Another artist to have a discussion with the importance of possession, perhaps in its most literal sense is English artist Landy. His performance/ installation piece entitled ‘Break down’ (2001) saw Landy go through the painstaking process of creating a documented itinerary of his entire life possessions from paperclips to his car. Then go about the process of deconstructing everything he owned until it was in manageable sizes for feeding through an automated destruction line including crusher and shredder. The process was set up in the empty space of a ground floor department building on oxford st, from the street and through the glass passers by could see the complete demise or break down of the artists possessions and consumer life. In front of an audience he put everything he owned on to a conveyor belt and filled a glass space with the shredded remains. In doing so he was making a point about the crisis of ownership and consumption, stating that it was all totally unnecessary to existence. I think by this point he was very unhappy with the all consuming nature of the world coming out of Thatcher’s late 80’s and into the new Labor 90’s. It's an incredibly brutal way to make a point but i guess the most effective way to execute a concept like this. It's like if he was thinking of doing something less extreme with his possessions there would be a feeling that it could be taken a bit further, that the idea could be pushed more to a level that put across the poignancy of the concept. And that bit further would be this piece.
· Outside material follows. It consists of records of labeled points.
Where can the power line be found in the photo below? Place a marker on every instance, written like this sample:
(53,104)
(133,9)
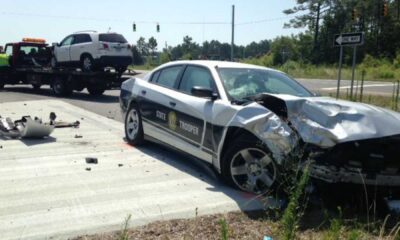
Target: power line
(141,22)
(263,20)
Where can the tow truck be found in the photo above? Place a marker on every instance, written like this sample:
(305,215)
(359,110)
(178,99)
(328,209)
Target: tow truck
(28,62)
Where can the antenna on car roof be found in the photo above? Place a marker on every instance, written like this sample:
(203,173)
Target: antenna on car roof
(85,31)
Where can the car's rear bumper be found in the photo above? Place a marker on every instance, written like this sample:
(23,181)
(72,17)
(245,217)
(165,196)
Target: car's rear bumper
(114,61)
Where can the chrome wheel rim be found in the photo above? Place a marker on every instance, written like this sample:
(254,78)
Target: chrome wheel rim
(58,87)
(87,63)
(132,124)
(253,170)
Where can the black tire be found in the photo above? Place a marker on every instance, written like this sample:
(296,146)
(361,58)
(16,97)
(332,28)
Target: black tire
(36,86)
(87,63)
(133,122)
(254,167)
(53,62)
(121,70)
(61,87)
(95,91)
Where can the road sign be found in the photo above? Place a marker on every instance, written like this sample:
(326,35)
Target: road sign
(349,39)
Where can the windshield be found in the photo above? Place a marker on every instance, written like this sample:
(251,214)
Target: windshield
(112,37)
(241,83)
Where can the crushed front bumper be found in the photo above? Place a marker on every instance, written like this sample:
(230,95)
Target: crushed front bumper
(331,174)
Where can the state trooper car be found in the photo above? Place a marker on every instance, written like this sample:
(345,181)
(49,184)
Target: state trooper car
(247,121)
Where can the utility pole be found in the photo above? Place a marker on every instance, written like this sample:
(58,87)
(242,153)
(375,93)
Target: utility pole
(233,31)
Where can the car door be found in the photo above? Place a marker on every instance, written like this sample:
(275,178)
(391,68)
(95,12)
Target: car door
(195,114)
(62,52)
(155,99)
(81,44)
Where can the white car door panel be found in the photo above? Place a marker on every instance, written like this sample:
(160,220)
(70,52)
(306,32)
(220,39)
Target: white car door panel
(62,52)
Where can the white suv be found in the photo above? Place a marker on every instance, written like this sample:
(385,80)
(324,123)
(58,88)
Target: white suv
(93,51)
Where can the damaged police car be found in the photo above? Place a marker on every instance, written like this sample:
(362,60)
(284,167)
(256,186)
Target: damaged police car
(248,121)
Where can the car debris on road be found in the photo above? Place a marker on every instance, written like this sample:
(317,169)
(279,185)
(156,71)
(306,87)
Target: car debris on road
(26,127)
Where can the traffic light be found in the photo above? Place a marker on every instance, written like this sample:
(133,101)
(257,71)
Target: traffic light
(354,14)
(384,10)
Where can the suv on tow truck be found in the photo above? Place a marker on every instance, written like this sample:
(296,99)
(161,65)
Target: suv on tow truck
(90,50)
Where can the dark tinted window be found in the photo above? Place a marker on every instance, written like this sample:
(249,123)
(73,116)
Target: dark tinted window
(242,82)
(196,76)
(8,50)
(82,38)
(154,77)
(112,37)
(168,76)
(67,41)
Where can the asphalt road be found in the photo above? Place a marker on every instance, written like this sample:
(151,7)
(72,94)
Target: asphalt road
(108,105)
(370,87)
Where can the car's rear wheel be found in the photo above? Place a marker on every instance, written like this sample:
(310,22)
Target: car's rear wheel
(250,168)
(53,62)
(95,90)
(133,126)
(121,70)
(87,63)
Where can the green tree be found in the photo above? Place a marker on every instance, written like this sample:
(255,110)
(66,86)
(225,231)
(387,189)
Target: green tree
(283,49)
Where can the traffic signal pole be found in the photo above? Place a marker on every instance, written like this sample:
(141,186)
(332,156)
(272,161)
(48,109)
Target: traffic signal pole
(233,32)
(340,71)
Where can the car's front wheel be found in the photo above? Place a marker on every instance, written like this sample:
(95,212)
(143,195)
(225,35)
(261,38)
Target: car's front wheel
(133,126)
(87,63)
(250,168)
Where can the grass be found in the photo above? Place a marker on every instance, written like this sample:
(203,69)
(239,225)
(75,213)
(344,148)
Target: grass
(224,229)
(381,101)
(124,234)
(293,212)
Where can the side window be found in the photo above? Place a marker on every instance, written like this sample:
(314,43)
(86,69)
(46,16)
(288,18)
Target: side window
(196,76)
(9,50)
(67,41)
(168,76)
(82,38)
(154,77)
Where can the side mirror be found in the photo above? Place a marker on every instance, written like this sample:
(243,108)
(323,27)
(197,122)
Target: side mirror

I have a lot of similarities in my views on what is wrong with mass consumer culture and there are points which chime with what i'm doing in this project, but the point I’m making with my work is wholly more upbeat and less serious. I don’t really feel the need to make such a point as I don’t really feel like it’s very ‘me’. I would much rather leave that aspect to others and make a point much more lightheartedly with a tongue in cheek attitude.